Tämä kirjoitus on alun perin julkaistu LinkedInissä
In the last few years the amount of customer ”interfaces” or ”touchpoints” has increased significantly, thanks to social media and mobile applications. Back in the day you had your corporate website and that notorious, often empty, feedback mailbox at your store. And the feedback you got was complaints.
Today you need to have a Facebook page, Twitter account, LinkedIn company profile, top management must be in LinkedIn and customer service is using live chat tools, and you may need Pinterest, Instagram, Foursquare, Tumblr, YouTube, Vimeo, Flickr, or a number of other services to make sure you reach all your customers and give them a chance to engage with you, not to mention mobile-optimized responsive webpages and mobile applications. Your customers decide where they want to find and engage with you, not the other way around.
And yes, you need to listen to them as well. But then again understanding your clients is more important than ever before, even though it seems like many organisations are only focused on new customer acquisition, even if upsell is known to be so much more efficient and cheaper.
It’s a ball game that takes a lot of time and effort, not to talk about understanding who your clients are, where they hang out, what and who they talk to, etc. They do the complaining out in public, at Facebook, to their friends or anyone who wants to listen. They look for sympathy, comments, likes, support, a shoulder to cry on – something that most companies are not accustomed to offer. Many of us lack the resources to do so, fair and square. Nothing much you can do about it.
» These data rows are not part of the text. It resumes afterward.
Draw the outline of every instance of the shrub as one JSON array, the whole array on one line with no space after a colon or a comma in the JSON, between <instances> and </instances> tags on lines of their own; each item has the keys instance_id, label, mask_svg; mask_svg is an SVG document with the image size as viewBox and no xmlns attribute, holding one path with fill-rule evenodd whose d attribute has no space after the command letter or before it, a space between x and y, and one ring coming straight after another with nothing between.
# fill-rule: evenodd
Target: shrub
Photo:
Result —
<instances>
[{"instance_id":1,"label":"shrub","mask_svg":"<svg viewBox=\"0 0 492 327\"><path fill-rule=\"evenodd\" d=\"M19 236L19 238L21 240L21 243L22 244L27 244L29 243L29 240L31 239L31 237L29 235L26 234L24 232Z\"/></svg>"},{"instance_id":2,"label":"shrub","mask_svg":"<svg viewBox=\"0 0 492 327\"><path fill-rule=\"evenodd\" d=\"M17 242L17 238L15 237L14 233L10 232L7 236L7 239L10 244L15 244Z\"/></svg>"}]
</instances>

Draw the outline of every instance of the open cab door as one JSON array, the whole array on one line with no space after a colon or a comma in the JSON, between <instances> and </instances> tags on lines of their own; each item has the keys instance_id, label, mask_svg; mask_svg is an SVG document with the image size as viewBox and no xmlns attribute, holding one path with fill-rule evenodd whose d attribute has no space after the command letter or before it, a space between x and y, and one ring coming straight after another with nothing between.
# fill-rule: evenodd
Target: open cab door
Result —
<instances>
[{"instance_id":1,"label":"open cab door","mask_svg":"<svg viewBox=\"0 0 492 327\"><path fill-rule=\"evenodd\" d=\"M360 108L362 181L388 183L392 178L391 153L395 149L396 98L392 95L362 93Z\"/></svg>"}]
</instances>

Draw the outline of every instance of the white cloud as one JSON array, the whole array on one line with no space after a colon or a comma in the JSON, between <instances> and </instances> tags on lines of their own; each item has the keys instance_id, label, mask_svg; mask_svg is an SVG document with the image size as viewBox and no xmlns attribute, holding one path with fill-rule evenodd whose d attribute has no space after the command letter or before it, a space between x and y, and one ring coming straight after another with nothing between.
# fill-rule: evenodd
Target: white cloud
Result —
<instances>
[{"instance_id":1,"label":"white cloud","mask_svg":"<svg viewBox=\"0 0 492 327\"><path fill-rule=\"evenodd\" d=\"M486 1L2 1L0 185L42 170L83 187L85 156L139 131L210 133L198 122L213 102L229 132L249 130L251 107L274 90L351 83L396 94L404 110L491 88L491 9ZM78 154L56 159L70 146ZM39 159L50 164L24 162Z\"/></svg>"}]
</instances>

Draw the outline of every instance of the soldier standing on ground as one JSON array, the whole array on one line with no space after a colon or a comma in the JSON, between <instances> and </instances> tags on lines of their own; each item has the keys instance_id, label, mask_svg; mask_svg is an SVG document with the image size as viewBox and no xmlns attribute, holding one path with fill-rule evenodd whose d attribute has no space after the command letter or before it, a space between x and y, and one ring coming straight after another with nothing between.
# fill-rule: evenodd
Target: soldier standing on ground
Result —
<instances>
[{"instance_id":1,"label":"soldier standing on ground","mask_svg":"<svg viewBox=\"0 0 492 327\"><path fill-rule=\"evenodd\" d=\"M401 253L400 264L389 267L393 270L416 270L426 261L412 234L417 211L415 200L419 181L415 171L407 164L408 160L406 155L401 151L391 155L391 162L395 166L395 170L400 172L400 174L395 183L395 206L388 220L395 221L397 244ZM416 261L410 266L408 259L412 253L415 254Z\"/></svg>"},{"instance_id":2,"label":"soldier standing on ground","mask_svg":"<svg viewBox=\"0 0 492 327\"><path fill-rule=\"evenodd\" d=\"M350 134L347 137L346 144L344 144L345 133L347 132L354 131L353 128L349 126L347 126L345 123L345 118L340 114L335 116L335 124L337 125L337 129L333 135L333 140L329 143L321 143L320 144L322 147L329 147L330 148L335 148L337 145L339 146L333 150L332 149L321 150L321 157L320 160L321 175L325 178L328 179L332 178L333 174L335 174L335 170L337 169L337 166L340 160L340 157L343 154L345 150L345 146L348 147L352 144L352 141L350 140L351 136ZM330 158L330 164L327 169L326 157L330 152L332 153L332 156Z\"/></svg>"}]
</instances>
And no, I’m not touching social media automation or outsourcing the work to media agencies here, nor am I touching the issues related to outsourcing the customer service or media monitoring.
I’m talking about engaging them in a way that is easy for you to monitor, and it’s private instead of shouting it all out at Facebook. I’m talking about controlled and automated customer feedback and marketing possibilities that makes both you and them happy, and even give you the opportunity to use your clients to carry your brand torch and get them to expand your reach to their friends and like-minded potential new customers.
A while back I was talking to a global bluechip who told me that for one of their products they have 25 million customers, and on average, they each send one customer support message per quartal. That’s 25 million support requests per quartal, a staggering 100 million messages per year that you’re supposed to read and react to! What makes it even more extraordinary is that these messages come from numerous different channels; text messages, email, in-device feedback functionality, call centers, social media messages (a number of channels), via partners, and from designated customer feedback surveys.
Guess what? All the information goes to the same database – it is saved there in various formats, by various types of people and automated processes, and in different languages even. This all makes the (big) data incomprehensible, and the best option for this company is to do data mining in the form of text searches. Searching for words related to certain topics, excluding words that relate to what is not being looked for. Sounds to me like they’re guessing rather than making smart decisions based on exact information, right?
Now, this is something I plan to help them with, to get the kind of data that is not just a massive database of random quotes, but structured data and actionable analysis on it. I sometimes feel like there’s all this useless data that we could just delete, and start the process all over by structuring the process when collecting it. In some cases even deleting the data and starting all over would be easier than trying to restructure and analyse the existing one.